Miracle on 34th Street

(George Seaton, 1947)

with the whole family, Christine Gray, and Graham Stone, on DVD in Cache 6, 12/23/10

9


To call Miracle on 34th Street a great Christmas movie would be underrating it; it’s a great movie, period.  Some might dismiss the movie as sentimental, but in fact it’s a passionate, carefully constructed defense of sentimentality, set not in a world of unmitigated sweetness and nobility, but in a world of heartbreak, compromise, greed, and bungled good intentions.

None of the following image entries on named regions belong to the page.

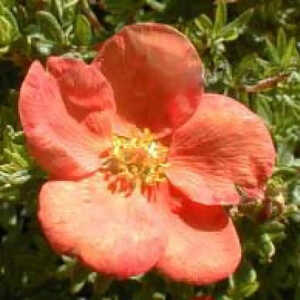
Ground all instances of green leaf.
[75,14,92,45]
[36,10,65,44]
[213,0,227,37]
[0,16,12,46]
[52,0,64,22]
[266,38,280,64]
[277,27,287,57]
[281,38,297,67]
[194,15,213,33]
[220,9,254,41]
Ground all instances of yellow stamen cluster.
[106,129,168,187]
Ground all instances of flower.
[192,296,215,300]
[19,23,275,284]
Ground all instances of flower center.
[105,129,168,188]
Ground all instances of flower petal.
[38,173,166,278]
[19,62,103,179]
[157,184,241,285]
[47,57,115,110]
[169,94,275,205]
[94,23,203,134]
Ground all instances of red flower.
[192,296,215,300]
[19,24,274,284]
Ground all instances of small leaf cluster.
[0,0,300,300]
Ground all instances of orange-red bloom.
[19,23,275,284]
[192,296,215,300]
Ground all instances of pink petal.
[38,173,166,278]
[19,62,103,179]
[47,57,115,111]
[169,94,275,205]
[157,184,241,285]
[94,23,203,134]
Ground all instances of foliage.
[0,0,300,300]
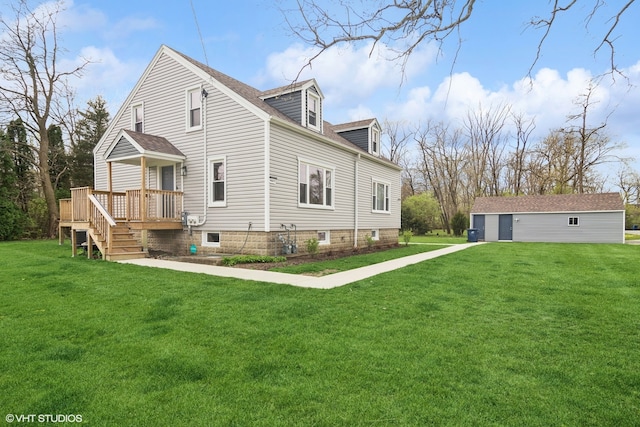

There’s not one character in Miracle on 34th Street who doesn’t display some blend of admirable and disreputable traits; Doris is kind-hearted but ruthlessly pragmatic, Fred is patient and brave but far from blind to his own career advancement, and even Kris Kringle has his petulant moments — indeed, the movie would have no third act if he didn’t.  The movie isn’t about perfect people living beautiful lives in a fluffy, postcard landscape; it’s about flawed people trying desperately to find something they can believe in.  Edmund Gwenn’s performance is a landmark in cinema historyperhaps the only fully convincing portrayal of Santa Claus ever committed to film.  (The fact that his character isn’t necessarily Santa Claus only adds to the effect.)  The note-perfect casting in even the most minor role gives the film a rich and broad canvas; it’s as much about New York as it is about Christmas.  And as for the central dramatic question of the movie – Is Kris Kringle Santa Claus? – the movie, brilliantly, never provides an answer.  If “faith is believing in things when common sense tells you not to,” why should the filmmakers let us off the hook?